I’m sharing some interesting AI open-source models and frameworks for this week (2024.11.25-2024.11.29).
There are a total of 30 AI open-source projects.
Project: Tülu3
Tülu3 is a leading family of instruction-following models, offering fully open-source datasets, code, and recipes. It serves as a comprehensive guide to modern post-training techniques.
Designed to achieve state-of-the-art performance across diverse tasks, including MATH, GSM8K, and IFEval, in addition to chat-based applications, Tülu3 is available in open-source 8B and 70B versions.
Project: LTX-Video
LTX-Video is the first video generation model based on DiT, capable of generating high-quality videos in real-time.
The model produces videos at 24 FPS with a resolution of 768x512, faster than the time it takes to watch them.
Trained on a large-scale diverse video dataset, it generates high-resolution videos with realism and variety.
Project: NumPro
Number-Prompt (NumPro) is an innovative approach that transforms video temporal grounding (VTG) into an intuitive process, akin to flipping through a comic strip, by adding unique numeric identifiers to video frames.

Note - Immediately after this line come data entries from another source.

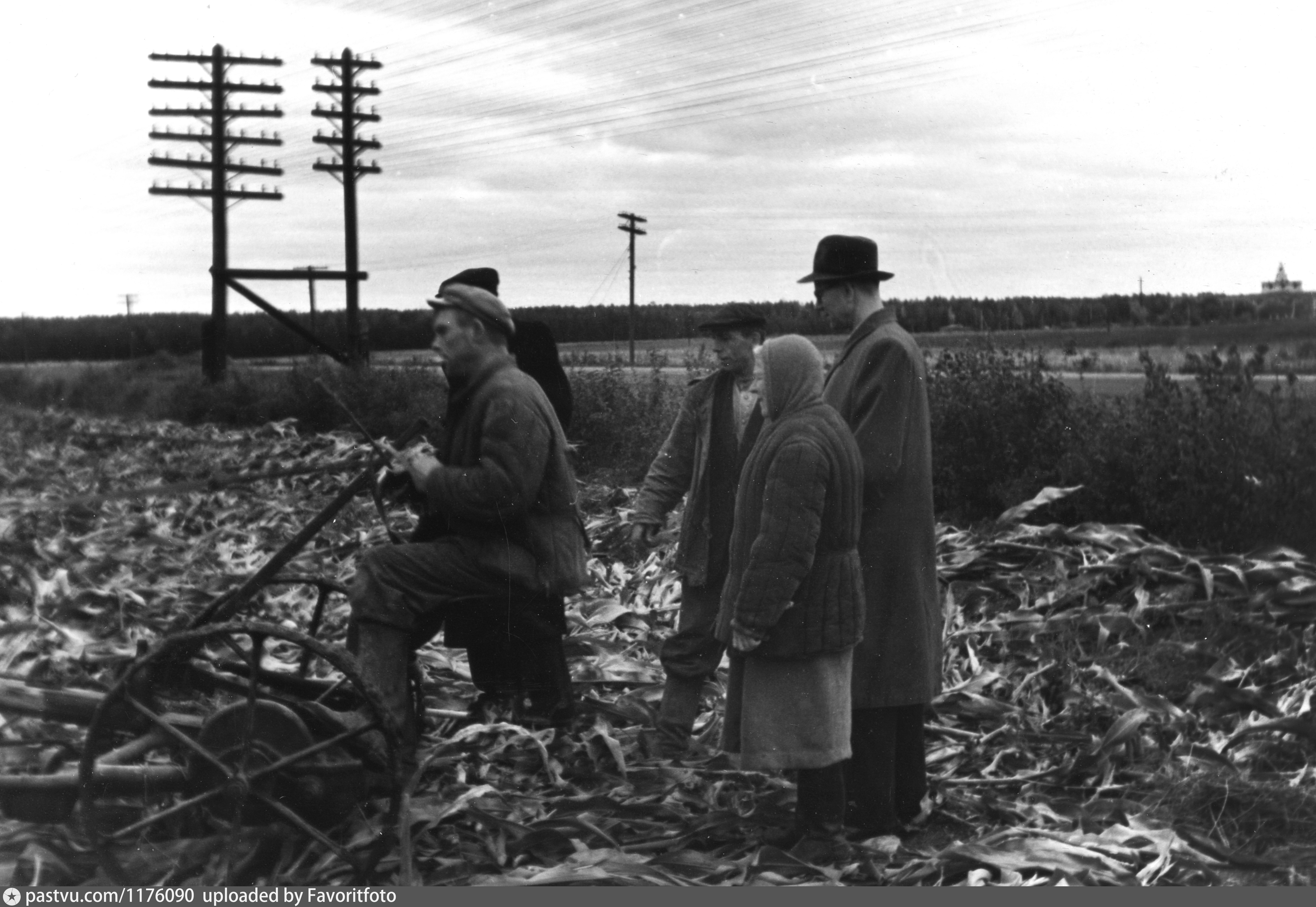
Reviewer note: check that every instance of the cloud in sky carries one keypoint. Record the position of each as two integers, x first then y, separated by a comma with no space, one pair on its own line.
991,148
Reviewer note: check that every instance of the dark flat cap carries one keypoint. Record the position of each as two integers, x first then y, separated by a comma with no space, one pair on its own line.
474,301
735,316
844,259
485,278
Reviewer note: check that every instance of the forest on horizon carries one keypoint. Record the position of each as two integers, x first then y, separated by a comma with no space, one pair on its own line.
253,334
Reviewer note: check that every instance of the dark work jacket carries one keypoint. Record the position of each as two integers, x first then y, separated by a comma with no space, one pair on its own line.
538,356
880,386
506,480
705,428
794,557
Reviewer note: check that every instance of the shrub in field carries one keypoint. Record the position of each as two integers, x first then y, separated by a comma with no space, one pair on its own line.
1002,428
623,418
1218,465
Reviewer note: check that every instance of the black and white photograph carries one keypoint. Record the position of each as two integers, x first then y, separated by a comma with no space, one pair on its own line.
657,443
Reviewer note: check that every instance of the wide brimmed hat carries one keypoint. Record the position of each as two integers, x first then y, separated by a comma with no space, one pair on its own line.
736,316
474,301
845,259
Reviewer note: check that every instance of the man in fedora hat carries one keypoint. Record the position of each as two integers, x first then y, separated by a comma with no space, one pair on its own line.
702,457
506,498
880,388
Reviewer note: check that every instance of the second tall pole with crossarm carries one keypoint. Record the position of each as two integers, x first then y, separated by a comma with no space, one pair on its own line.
630,227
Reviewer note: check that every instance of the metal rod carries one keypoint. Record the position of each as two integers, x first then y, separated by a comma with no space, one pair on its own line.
227,606
108,778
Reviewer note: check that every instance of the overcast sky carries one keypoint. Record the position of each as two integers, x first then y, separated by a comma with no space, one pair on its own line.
991,149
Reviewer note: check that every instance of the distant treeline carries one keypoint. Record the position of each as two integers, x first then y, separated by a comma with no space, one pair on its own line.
257,335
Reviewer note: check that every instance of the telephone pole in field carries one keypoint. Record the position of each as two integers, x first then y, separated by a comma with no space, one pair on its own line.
630,227
130,299
348,169
219,141
311,289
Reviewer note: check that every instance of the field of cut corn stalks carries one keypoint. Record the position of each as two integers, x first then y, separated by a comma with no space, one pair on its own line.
1117,711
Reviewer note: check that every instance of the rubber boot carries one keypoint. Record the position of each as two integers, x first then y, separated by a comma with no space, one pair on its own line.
820,815
385,655
681,701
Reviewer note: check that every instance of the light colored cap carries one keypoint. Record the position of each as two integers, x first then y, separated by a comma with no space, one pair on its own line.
473,301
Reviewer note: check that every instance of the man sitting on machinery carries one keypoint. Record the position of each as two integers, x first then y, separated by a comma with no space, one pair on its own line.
511,540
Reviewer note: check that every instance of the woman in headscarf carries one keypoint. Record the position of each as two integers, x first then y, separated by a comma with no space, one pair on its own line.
793,607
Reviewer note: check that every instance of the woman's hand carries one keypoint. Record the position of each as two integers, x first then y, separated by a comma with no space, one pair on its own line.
744,640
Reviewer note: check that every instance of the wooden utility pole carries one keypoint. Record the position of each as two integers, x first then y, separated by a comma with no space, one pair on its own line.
348,169
311,289
630,227
128,306
219,141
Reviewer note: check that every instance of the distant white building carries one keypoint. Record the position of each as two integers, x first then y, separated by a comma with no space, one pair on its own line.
1281,284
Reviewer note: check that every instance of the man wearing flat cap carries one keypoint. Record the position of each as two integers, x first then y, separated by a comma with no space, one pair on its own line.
702,460
532,344
506,493
880,388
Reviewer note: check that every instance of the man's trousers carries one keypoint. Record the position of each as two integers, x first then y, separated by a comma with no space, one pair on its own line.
512,636
690,656
886,776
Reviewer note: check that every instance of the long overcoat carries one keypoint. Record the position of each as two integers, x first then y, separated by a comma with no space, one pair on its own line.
880,388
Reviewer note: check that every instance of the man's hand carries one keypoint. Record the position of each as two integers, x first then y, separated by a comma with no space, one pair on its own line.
418,464
743,642
643,534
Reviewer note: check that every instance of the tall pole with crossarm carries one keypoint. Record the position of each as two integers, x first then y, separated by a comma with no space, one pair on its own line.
630,227
219,140
348,169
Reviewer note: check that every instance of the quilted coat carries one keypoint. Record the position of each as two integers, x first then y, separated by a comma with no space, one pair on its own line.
795,572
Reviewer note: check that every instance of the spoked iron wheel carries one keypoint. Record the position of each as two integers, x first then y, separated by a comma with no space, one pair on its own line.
214,760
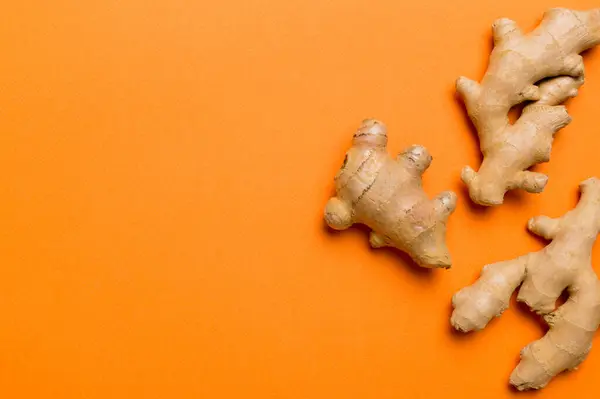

This technology significantly enhances VTG performance without additional computational cost, achieving up to a 6.9% improvement in mIoU for moment retrieval and an 8.5% boost in mAP for highlight detection.
https://github.com/yongliang-wu/NumPro
Project: Multi-IF
Multi-IF, released by Meta AI, is a multilingual, multi-turn dialogue dataset designed to support research in instruction-following tasks.
The dataset includes text data in multiple languages, making it suitable for tasks involving multi-turn dialogue generation and understanding in natural language processing.
https://huggingface.co/datasets/facebook/Multi-IF
Project: Llama OCR
Llama OCR is an OCR library based on the Llama 3.2 vision model, capable of converting documents into Markdown format.
The project leverages Together AI's free endpoints for image parsing and offers paid endpoints for enhanced performance and rate limits. Users can convert images to Markdown via simple API calls.
https://github.com/Nutlope/llama-ocr
Project: RAGLite
RAGLite is a Python toolkit for Retrieval-Augmented Generation (RAG) supporting PostgreSQL or SQLite databases.
It allows users to select from various language model providers and rankers, offering multiple acceleration options. RAGLite features lightweight and open-source dependencies, supporting the conversion of various document formats and enabling performance evaluation for retrieval and generation.